On the second day of knapping, there were 15 of us at the University of Calgary making arrows, hanging out and chatting.  We saw a few different fluting and indirect percussion techniques.  We made spokeshaves and used flakes to strip the bark from the willow shafts for the arrows.  There were also a few dowels and hardwood arrow shafts thrown into the mix.  A couple guys had their own hafting projects, including a scraper and knife pair hafted in rib handles and a big spear shaft for the Clovis point.  Thanks again to the Archaeological Society of Alberta for putting on a great weekend!

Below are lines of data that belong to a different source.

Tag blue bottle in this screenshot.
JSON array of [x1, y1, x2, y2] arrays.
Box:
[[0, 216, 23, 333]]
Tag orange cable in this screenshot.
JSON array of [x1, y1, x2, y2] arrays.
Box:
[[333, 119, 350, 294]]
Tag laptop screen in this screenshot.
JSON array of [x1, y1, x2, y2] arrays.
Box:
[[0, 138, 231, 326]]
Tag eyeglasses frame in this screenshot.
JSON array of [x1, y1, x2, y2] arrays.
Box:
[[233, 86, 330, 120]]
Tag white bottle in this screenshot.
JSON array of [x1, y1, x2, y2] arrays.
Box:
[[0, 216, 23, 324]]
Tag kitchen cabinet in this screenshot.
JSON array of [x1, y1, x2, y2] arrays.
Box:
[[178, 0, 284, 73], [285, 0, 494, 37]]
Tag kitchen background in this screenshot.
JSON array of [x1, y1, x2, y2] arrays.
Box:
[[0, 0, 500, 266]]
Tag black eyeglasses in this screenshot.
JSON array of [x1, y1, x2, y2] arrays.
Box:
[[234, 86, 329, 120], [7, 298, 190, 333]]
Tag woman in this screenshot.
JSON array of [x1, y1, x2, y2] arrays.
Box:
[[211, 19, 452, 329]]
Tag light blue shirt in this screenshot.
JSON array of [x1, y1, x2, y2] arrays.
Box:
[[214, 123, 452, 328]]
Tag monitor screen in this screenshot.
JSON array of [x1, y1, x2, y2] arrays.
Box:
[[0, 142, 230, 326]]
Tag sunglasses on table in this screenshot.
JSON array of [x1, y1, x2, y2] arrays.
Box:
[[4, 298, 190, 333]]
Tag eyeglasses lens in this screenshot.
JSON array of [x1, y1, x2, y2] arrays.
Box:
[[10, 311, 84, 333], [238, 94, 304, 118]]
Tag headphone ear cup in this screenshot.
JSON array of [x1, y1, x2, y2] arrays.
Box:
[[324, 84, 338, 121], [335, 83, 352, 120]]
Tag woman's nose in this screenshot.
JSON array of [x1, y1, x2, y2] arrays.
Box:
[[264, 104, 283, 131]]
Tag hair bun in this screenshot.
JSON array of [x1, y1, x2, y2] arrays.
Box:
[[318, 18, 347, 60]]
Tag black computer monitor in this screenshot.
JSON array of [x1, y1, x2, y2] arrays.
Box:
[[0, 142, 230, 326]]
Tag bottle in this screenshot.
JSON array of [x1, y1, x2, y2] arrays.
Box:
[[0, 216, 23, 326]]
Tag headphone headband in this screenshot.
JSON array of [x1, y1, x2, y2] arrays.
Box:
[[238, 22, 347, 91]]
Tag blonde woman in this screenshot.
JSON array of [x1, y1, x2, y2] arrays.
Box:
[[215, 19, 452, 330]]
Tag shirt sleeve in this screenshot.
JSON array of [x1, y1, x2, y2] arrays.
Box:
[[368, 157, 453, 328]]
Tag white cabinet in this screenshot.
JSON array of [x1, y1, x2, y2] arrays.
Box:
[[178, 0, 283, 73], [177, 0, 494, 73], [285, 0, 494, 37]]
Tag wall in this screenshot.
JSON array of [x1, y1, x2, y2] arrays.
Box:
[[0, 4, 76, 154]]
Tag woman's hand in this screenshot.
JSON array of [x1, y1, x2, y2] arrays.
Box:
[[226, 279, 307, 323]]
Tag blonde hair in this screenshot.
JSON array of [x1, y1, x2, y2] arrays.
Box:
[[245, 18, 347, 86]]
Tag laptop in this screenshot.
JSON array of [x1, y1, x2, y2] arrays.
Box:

Straightening a willow arrow shaft over heat.

A lot of wood and stone working

Scraper and knife drying in rib handles.

Looking down the end of a drying arrow.

We used pitch and sinew for hafting the points.

Jackie's first point and first arrow - great work!

Jackie's obsidian arrowhead on a hardwood shaft.

I like the pattern in this willow arrow.

Mike made the shaft for Rick's Clovis spear point.  One of the coolest projects that I've seen come out of these workshops.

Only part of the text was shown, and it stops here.